I have sensed in my interactions with Chinese people over the years an honest quest for what Dr. Smedes calls the “truthfulness of being”. In a society where truth is at a premium, hidden under a morass of secretive social convention, the hunger for truth in the human heart is greatly accentuated. Things are much better now in China but during the Cultural Revolution and for several years after truth was a well-protected commodity. Knowledge was power and so much in life had to be covered with deceit in order to survive.
As sinful, broken people we are in a sense alienated from ourselves. We are confused, not knowing who we really are. Wholeness is something we are seeking, not something we have. The truth of who we are is a long journey even for those who have access to the revelation of God in Jesus Christ. For those without that revelation the search is a hapless one.
In this alienation and brokenness we project a persona, a social façade.
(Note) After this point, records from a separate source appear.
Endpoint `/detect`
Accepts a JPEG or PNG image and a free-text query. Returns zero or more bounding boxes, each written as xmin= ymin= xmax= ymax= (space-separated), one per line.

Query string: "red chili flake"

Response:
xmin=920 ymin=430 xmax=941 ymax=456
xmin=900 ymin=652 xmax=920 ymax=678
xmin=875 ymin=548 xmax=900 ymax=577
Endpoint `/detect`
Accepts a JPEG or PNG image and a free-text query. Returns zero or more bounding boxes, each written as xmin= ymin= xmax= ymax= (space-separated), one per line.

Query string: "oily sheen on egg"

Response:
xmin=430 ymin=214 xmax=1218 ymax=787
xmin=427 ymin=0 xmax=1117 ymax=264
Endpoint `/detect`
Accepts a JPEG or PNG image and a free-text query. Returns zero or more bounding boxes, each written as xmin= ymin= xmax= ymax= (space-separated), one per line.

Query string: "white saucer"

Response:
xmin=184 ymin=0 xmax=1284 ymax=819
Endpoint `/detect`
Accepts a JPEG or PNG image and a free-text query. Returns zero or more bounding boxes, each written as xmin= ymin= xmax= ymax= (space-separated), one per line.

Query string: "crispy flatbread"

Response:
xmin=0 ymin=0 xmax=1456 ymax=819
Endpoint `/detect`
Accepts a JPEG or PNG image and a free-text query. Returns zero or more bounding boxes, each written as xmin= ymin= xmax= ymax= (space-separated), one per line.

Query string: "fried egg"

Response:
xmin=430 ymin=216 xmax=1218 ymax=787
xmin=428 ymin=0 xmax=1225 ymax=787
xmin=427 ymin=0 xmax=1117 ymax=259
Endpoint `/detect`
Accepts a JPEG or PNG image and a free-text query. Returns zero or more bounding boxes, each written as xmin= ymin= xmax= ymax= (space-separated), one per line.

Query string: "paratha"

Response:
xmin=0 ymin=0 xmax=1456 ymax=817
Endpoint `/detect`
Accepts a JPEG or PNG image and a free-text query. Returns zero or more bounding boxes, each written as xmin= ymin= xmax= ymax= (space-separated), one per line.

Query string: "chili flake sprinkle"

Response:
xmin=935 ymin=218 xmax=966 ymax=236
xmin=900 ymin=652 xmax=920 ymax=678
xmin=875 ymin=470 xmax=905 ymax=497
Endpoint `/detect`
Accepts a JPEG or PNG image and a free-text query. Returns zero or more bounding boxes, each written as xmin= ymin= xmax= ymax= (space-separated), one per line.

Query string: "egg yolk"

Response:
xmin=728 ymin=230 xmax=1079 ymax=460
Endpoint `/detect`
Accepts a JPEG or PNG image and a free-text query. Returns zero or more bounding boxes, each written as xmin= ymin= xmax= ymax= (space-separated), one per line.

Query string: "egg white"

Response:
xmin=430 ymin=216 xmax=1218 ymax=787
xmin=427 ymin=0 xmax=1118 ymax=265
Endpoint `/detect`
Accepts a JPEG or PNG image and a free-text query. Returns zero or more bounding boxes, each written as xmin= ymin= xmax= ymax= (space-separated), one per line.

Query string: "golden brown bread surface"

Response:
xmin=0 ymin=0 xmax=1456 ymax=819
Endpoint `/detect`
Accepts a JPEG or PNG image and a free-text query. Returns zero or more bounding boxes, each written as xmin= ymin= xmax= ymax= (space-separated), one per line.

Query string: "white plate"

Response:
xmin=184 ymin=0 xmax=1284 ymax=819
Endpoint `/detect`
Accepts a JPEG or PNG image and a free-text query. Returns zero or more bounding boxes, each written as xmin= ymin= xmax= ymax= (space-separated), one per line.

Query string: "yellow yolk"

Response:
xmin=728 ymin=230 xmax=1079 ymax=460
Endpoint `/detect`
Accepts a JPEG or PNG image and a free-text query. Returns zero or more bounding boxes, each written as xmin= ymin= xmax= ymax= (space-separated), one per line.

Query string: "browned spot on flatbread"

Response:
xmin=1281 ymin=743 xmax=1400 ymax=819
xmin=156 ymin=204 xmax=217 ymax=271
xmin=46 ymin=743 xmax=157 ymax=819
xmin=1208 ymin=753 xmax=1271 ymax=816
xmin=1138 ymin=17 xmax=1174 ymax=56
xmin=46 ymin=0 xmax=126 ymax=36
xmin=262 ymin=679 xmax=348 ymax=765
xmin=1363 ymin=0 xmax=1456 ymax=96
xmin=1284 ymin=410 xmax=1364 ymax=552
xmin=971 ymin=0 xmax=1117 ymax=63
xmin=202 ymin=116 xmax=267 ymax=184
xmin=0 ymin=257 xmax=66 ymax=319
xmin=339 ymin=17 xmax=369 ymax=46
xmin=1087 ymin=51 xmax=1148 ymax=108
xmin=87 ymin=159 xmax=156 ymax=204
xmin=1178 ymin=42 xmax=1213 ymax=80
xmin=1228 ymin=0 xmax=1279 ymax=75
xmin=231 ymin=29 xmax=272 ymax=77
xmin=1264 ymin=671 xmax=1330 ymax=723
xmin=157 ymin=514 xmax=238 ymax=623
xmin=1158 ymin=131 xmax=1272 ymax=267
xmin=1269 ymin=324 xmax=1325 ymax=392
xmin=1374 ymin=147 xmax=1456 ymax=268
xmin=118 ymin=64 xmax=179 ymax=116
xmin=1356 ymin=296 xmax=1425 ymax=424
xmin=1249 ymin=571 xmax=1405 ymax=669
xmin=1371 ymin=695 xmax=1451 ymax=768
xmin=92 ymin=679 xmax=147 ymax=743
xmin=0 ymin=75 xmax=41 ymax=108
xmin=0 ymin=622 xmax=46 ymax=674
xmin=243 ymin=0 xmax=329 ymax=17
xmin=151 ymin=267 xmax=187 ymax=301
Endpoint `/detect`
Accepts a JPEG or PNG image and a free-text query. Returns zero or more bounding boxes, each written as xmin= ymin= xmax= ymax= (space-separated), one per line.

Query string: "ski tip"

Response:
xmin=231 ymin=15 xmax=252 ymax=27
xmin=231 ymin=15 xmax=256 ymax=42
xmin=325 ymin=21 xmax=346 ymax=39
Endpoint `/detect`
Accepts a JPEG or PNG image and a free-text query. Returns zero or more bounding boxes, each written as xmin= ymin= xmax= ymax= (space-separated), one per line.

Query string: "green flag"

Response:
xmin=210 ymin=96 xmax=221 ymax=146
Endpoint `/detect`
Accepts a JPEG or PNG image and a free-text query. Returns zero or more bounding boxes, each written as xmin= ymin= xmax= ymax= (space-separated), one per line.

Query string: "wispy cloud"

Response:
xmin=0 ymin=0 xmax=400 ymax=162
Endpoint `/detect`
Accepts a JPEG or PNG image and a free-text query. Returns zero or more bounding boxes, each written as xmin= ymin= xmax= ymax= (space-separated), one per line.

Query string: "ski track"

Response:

But this lack of truth from our brokenness is not the only reason for our hypocrisy. We might also willfully and purposefully, i.e. intentionally, become hypocrites in order to make a profit, or to mask our fear of being disliked or rejected, or to escape the reality of what we really are. Dr. Smedes writes, “even with the best intention truthfulness is hard to come by for mixed up human beings.”
Furthermore, what I say may not be what the listener hears. Words, innuendoes, and body language are all filtered through an understanding grid conditioned by the listener’s personal history. According to Dr. Smedes, “What he hears is never exactly what we say.” We may speak truth, but with his/her past conditioning he/she may hear a falsehood. This calls for a clarifying dialogue to ensure that the desired communication takes place. There is always potential for misunderstanding. Even among those close to us, those who know us, those who share our language and culture, there is potential for misunderstanding.